Um dia, enquanto passeava com sua cachorrinha cheia de pedigrees, viu um minúsculo cãozinho vira-latas, sarnento e doente, acuado num canto, em uma praça. Ordenou que um dos seguranças o apanhasse e o levasse ao veterinário. Quando o animalzinho voltou, estava de banho tomado e tão limpo que nem mais parecia o mesmo. Mas ele sabia que era. Pegou o cão e levou-o para sua residência. Deu-lhe de comer e mandou que todos se retirassem, pois queria pensar um pouco.
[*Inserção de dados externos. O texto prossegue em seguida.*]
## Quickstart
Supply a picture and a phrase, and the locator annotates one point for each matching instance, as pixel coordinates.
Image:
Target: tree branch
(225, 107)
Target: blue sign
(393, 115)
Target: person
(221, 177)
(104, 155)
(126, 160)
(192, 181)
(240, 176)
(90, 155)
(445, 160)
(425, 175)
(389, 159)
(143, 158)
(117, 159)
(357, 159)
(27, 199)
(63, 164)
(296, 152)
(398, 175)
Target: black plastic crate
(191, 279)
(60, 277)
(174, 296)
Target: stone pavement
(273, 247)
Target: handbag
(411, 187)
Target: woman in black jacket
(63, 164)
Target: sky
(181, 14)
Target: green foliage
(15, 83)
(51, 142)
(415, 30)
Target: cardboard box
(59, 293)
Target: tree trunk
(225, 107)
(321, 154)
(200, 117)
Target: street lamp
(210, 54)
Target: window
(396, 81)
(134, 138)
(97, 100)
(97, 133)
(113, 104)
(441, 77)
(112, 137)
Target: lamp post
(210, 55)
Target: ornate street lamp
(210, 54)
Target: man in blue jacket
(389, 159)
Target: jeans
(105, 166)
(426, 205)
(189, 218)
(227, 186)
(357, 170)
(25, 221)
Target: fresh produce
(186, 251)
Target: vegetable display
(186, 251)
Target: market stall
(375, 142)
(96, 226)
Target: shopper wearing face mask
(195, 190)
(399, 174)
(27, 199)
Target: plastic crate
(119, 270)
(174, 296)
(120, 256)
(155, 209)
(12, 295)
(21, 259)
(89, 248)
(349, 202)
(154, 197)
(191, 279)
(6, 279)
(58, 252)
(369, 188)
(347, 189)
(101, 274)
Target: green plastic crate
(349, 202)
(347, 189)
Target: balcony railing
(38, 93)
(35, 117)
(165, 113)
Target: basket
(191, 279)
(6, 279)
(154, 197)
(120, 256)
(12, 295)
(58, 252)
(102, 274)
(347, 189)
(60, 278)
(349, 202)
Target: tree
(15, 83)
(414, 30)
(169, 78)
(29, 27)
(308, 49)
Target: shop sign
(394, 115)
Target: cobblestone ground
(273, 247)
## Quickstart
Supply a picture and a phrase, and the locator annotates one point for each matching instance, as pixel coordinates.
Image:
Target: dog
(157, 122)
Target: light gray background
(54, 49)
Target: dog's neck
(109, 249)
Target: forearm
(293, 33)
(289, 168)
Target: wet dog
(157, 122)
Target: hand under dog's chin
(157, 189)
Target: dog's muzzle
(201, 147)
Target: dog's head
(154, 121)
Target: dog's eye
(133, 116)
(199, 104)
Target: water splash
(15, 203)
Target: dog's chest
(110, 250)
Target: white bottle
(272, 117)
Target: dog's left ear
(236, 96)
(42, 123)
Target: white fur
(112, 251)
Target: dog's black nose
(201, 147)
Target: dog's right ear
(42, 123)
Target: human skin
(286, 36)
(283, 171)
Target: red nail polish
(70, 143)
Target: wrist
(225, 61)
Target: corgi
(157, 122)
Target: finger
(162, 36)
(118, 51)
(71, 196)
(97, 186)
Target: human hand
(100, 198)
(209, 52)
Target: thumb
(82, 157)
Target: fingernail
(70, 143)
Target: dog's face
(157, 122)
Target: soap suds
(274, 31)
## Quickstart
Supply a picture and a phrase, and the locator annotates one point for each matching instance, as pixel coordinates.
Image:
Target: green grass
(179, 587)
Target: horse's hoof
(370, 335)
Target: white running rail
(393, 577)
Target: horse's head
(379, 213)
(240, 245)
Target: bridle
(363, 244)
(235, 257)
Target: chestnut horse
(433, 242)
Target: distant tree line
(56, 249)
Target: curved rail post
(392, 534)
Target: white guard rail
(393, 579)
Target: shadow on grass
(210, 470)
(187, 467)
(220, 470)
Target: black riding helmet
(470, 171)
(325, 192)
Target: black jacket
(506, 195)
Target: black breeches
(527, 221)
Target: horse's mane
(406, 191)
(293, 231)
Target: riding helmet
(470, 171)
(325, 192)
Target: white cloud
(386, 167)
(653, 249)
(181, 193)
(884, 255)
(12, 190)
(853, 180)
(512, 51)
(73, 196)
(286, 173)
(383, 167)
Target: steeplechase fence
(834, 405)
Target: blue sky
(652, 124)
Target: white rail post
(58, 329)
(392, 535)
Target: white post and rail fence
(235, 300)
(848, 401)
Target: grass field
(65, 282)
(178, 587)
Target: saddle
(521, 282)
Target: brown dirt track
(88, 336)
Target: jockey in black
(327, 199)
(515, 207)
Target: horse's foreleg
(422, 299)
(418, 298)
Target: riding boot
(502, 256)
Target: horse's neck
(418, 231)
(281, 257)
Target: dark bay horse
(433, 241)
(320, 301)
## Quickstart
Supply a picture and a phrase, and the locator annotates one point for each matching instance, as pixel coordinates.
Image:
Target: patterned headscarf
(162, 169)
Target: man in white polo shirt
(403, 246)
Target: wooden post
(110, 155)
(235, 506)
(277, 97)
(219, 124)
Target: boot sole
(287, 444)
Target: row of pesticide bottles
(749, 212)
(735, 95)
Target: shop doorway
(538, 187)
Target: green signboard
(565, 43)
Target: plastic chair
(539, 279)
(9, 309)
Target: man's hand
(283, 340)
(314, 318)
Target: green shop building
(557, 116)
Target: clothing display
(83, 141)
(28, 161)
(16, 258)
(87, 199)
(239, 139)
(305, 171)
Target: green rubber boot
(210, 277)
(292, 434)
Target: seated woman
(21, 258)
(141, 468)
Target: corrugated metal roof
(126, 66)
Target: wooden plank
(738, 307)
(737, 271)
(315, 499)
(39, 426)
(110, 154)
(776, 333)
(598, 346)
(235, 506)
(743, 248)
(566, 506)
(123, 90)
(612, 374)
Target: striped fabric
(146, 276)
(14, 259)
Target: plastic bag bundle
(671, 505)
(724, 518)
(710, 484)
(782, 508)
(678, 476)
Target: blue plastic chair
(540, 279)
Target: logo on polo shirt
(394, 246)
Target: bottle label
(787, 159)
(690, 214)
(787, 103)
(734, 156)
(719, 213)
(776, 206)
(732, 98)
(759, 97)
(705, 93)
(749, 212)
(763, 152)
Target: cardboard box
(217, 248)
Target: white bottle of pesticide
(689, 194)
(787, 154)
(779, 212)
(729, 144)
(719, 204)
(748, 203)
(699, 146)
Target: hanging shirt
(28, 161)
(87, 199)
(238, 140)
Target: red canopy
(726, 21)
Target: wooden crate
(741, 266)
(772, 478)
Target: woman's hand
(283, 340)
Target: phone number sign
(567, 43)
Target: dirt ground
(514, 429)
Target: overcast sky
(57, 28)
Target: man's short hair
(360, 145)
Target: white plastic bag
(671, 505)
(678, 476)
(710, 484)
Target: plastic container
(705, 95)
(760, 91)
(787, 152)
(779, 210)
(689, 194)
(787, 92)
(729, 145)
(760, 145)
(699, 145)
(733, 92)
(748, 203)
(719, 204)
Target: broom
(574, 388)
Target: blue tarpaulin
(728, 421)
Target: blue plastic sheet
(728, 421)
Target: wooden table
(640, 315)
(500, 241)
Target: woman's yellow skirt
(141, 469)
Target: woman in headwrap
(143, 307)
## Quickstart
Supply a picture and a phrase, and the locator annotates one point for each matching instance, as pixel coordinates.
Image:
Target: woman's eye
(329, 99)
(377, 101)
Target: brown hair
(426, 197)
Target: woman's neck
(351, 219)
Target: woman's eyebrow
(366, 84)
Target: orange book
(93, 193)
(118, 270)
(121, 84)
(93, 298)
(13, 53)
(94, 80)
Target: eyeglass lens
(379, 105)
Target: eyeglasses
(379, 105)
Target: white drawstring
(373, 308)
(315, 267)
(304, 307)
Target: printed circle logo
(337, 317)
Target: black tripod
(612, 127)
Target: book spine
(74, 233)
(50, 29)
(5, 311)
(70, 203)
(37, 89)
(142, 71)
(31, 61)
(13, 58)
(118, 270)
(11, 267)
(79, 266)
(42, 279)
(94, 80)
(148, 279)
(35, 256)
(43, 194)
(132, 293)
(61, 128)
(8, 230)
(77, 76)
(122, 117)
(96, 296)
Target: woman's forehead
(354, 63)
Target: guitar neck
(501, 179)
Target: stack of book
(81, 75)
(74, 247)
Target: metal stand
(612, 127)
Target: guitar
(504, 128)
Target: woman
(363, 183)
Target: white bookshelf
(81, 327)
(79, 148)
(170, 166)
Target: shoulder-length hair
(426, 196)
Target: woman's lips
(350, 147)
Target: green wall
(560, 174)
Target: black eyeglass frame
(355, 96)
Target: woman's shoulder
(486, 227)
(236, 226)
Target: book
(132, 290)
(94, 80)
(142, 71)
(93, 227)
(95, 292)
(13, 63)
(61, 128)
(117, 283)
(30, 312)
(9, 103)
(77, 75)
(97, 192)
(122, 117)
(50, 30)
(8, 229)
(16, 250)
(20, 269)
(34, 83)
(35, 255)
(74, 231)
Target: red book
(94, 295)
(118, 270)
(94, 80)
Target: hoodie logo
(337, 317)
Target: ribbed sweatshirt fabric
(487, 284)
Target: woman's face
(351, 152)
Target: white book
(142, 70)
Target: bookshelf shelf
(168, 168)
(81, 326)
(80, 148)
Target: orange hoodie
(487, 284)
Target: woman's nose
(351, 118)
Pensou no cão e em como havia começado. Pensou no cão e nas dificuldades. Pensou no cão e na multidão que esperava uma chance. Pensou no cão e no papel de bobo que estava fazendo. Pensou no cão e na raiva que sentiu dos que os contrariaram. Pensou no cão e em como se comportava mal. Pensou no cão e em como havia esquecido o passado. Pensou no cão e no velho que olhava apenas para seu umbigo. Pensou no cão e no próprio umbigo. Pensou no cão e olhou para a janela. Finalmente compreendeu o porquê dos tufos verdes. E desistiu de arrancá-los, pois sabia que os merecia. Pela desilusão causada.
Voltou para a praça e passeou com o cão de raça e com o vira-latas, cada um conduzido numa guia, lado a lado, sem ter medo de mostrá-los ou que se mordessem. Porque ele tinha esse poder e um tufo verde nas partes mais íntimas sancionava a lei do destino!